Thursday, August 11, 2011

Quitcherbitchen (a nod to Teri Garr)









(The above is a great shot that Taylor took which showcases her talent and includes the puzzle mentioned in the below post)

I spent some time this morning feeling down, whining and kvetching due to some double-whammy news I received yesterday. I was bemoaning the fact that much of my “disposable” (ha) income for the next few weeks will be going towards roof repair and my daughter’s wisdom teeth needing to be pulled.

Then my kvetching amplified.

My Boo-hoos:

I haven’t had time to write…work is so unrelentingly busy…my home is a mess…I am so unappreciated…I work out every day and no one notices…nobody likes me and I’m gonna go eat worms.

And no, smart asses, I am not PMSing right now.

After spilling my tale of woe to a good friend, she gave me some much needed chiding.

The roof repairs? Are BECAUSE I have a roof over my head. Taylor’s dental work? Is BECAUSE I have a beautiful, healthy daughter. My life is fine…and in fact it is actually very comfortable.

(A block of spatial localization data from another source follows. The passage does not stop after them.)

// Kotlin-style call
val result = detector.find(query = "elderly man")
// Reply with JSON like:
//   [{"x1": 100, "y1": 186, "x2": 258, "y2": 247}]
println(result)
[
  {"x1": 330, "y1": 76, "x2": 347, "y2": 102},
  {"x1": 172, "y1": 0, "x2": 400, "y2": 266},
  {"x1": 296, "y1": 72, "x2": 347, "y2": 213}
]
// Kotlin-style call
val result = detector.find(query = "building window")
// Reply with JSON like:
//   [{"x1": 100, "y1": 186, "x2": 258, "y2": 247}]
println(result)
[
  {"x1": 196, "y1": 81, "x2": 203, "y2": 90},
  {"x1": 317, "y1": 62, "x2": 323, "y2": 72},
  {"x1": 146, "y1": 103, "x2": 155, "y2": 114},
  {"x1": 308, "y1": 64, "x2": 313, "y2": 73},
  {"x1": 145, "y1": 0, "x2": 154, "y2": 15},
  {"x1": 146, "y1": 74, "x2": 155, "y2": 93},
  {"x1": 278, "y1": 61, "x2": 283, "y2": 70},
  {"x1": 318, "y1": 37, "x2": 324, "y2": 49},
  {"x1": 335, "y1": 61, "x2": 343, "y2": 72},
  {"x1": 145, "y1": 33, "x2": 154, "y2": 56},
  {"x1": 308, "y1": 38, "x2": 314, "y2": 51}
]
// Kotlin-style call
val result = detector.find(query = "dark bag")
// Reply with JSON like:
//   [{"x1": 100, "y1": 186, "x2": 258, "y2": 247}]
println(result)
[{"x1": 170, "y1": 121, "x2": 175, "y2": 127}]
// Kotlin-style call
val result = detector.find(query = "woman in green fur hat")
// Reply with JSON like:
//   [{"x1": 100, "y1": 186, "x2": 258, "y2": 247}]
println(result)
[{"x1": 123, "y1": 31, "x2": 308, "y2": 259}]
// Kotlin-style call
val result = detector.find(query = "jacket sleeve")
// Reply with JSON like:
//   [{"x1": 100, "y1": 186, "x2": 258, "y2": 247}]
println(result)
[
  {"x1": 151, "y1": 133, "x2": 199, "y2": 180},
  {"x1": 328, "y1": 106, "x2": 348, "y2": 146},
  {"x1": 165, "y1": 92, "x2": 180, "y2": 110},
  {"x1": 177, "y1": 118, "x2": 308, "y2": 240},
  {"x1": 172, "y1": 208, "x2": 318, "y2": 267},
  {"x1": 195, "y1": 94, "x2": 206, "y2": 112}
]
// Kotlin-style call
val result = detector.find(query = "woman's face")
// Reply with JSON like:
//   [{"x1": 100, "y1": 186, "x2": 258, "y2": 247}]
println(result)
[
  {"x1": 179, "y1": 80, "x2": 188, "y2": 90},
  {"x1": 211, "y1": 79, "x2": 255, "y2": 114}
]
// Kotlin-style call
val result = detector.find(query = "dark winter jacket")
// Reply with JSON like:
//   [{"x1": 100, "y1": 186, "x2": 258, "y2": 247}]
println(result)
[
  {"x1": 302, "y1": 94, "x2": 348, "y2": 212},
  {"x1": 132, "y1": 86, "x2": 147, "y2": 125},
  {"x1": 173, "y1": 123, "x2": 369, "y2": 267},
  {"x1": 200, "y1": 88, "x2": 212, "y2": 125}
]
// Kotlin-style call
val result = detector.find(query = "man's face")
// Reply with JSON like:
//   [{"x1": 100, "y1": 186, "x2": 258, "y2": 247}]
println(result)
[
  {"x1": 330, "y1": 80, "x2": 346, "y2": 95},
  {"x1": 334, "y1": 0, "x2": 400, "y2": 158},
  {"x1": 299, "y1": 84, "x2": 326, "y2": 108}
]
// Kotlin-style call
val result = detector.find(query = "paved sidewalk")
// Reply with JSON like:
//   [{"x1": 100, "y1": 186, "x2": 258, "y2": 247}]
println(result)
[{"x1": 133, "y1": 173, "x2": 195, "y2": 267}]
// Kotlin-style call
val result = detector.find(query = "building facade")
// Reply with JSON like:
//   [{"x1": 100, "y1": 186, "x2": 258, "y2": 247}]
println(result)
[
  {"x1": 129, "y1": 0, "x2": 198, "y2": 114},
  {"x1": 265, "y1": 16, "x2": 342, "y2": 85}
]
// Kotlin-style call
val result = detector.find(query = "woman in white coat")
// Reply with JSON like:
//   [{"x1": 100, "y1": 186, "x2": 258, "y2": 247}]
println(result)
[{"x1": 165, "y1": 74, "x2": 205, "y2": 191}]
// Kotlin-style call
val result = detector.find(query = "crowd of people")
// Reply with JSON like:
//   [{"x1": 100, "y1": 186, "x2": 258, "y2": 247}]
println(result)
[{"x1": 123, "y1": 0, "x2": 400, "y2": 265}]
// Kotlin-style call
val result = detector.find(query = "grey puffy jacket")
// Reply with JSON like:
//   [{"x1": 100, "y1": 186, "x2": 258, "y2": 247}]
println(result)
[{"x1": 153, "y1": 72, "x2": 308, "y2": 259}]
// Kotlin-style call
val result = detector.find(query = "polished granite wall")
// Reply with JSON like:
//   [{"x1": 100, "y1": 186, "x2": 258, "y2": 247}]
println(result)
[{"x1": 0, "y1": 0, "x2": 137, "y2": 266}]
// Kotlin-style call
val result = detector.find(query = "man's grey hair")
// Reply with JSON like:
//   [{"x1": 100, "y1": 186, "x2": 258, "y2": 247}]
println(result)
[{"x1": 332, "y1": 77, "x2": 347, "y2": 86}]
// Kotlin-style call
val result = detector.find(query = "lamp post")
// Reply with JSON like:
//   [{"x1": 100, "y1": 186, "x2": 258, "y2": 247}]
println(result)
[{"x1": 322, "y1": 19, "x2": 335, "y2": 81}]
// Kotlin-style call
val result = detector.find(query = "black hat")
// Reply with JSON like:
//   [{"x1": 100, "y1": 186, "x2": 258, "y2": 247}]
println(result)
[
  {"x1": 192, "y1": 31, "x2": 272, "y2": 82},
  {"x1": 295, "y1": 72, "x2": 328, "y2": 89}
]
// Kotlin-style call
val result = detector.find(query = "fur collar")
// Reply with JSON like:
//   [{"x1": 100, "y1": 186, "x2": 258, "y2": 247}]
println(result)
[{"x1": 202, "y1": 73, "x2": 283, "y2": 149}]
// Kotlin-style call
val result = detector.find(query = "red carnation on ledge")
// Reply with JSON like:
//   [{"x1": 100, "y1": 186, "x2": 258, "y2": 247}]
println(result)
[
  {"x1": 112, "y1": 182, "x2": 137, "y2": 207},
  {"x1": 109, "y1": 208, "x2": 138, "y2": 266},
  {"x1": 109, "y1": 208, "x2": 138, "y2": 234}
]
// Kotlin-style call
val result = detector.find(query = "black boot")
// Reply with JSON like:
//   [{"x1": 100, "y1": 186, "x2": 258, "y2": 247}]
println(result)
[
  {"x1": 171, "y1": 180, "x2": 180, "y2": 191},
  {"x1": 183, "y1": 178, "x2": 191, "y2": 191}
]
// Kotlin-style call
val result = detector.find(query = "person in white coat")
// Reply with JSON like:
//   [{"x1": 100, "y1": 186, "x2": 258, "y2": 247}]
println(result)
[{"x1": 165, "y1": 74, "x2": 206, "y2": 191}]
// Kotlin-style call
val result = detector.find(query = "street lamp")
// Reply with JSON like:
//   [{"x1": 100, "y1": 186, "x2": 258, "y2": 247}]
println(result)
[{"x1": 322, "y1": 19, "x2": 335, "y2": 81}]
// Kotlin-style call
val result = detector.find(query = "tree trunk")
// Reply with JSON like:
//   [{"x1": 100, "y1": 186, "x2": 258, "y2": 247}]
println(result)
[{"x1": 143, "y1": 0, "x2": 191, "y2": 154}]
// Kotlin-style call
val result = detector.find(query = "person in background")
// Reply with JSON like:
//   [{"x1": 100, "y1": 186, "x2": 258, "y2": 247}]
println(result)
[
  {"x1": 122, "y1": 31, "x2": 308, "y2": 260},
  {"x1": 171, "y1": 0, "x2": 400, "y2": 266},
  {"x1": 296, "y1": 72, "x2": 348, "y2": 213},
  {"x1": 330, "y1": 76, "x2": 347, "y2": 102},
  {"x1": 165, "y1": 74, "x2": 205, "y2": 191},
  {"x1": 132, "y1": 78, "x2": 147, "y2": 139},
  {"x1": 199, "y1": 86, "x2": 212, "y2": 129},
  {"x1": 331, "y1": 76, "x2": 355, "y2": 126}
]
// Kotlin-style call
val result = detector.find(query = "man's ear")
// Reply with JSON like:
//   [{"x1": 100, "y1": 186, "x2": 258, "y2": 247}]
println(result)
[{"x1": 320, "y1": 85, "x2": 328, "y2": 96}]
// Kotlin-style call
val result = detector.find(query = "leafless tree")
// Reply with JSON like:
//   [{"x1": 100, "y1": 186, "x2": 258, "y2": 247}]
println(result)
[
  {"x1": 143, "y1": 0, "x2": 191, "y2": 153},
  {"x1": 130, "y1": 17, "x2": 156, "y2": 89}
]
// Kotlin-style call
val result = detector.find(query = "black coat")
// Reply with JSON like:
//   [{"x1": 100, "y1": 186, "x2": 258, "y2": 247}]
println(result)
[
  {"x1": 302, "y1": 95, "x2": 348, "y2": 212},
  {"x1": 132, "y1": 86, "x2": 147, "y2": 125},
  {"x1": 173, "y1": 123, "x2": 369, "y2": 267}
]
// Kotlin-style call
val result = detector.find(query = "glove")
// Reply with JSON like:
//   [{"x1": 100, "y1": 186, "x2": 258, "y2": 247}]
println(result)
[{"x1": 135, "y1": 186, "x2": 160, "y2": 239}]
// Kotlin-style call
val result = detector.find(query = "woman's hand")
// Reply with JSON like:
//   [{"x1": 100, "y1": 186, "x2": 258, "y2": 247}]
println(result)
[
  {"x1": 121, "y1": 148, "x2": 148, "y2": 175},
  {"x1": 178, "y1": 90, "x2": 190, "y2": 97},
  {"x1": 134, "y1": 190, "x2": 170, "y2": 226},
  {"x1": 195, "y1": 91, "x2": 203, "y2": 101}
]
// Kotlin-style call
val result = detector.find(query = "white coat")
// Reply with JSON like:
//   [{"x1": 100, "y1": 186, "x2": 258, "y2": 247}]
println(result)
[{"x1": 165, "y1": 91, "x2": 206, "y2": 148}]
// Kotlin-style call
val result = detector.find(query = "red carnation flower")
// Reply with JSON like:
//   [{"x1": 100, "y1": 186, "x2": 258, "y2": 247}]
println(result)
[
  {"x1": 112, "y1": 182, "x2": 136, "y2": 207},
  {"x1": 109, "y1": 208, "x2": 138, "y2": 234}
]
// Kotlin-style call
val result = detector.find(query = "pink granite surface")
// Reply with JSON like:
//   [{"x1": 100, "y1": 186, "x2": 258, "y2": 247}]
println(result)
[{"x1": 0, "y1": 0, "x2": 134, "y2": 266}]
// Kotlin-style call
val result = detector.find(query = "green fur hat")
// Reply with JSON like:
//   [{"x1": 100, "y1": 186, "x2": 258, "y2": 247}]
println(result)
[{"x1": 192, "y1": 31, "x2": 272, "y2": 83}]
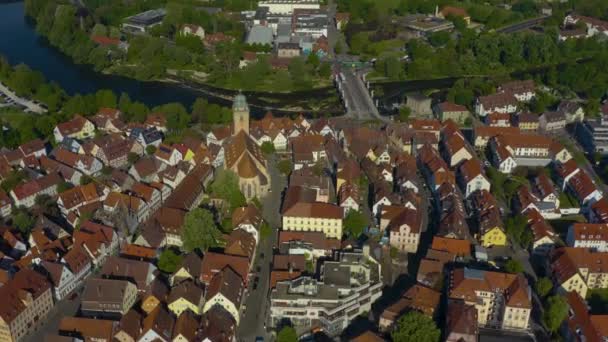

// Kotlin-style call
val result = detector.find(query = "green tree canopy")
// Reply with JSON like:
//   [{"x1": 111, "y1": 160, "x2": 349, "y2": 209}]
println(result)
[
  {"x1": 505, "y1": 259, "x2": 524, "y2": 274},
  {"x1": 543, "y1": 295, "x2": 568, "y2": 332},
  {"x1": 181, "y1": 208, "x2": 223, "y2": 252},
  {"x1": 13, "y1": 210, "x2": 35, "y2": 235},
  {"x1": 209, "y1": 170, "x2": 246, "y2": 210},
  {"x1": 343, "y1": 210, "x2": 367, "y2": 238},
  {"x1": 158, "y1": 249, "x2": 183, "y2": 273},
  {"x1": 277, "y1": 326, "x2": 297, "y2": 342},
  {"x1": 392, "y1": 311, "x2": 441, "y2": 342},
  {"x1": 535, "y1": 277, "x2": 553, "y2": 298}
]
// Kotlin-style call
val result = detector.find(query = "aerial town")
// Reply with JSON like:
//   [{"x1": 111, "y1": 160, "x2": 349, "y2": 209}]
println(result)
[{"x1": 1, "y1": 0, "x2": 608, "y2": 342}]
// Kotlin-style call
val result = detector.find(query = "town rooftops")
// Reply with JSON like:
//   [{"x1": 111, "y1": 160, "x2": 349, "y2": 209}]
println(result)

This brought me back from Planet Bitches-O-Lot.

My gripes are clearly of the ‘First World’ variety. (As opposed to the Third World kind – lack of clean water to drink, dubious shelter, not knowing where your meals will come from or even if they will come, fearing for your own life and the lives of your children…and so many other worries that thankfully are not part of my everyday reality.)

I look around me this evening. Husband obsessively finishing a puzzle. Daughter ‘allowing’ me to make her a quick dinner, which she consumes while watching her step-father and I triumphantly throw the last pieces of the puzzle into place.

We all have our health. We have an incredible, loving family and dear friends spreading wide on both sides of our nucleus.

I won’t remember having to fix the roof or pay for Tay’s dental work in 5 years time.

Inconsequential.

What I will recall in 5 years and what will stay with me are all of the other small things, the tangibles and intangibles of being blessed.

In other words I need to quitcherbitchen.

I promise will post about my emotional reunion with Taylor and our subsequent stay in a beautiful home on a Lake in Maine – I just had the moment of passion to write about my state of mind right now.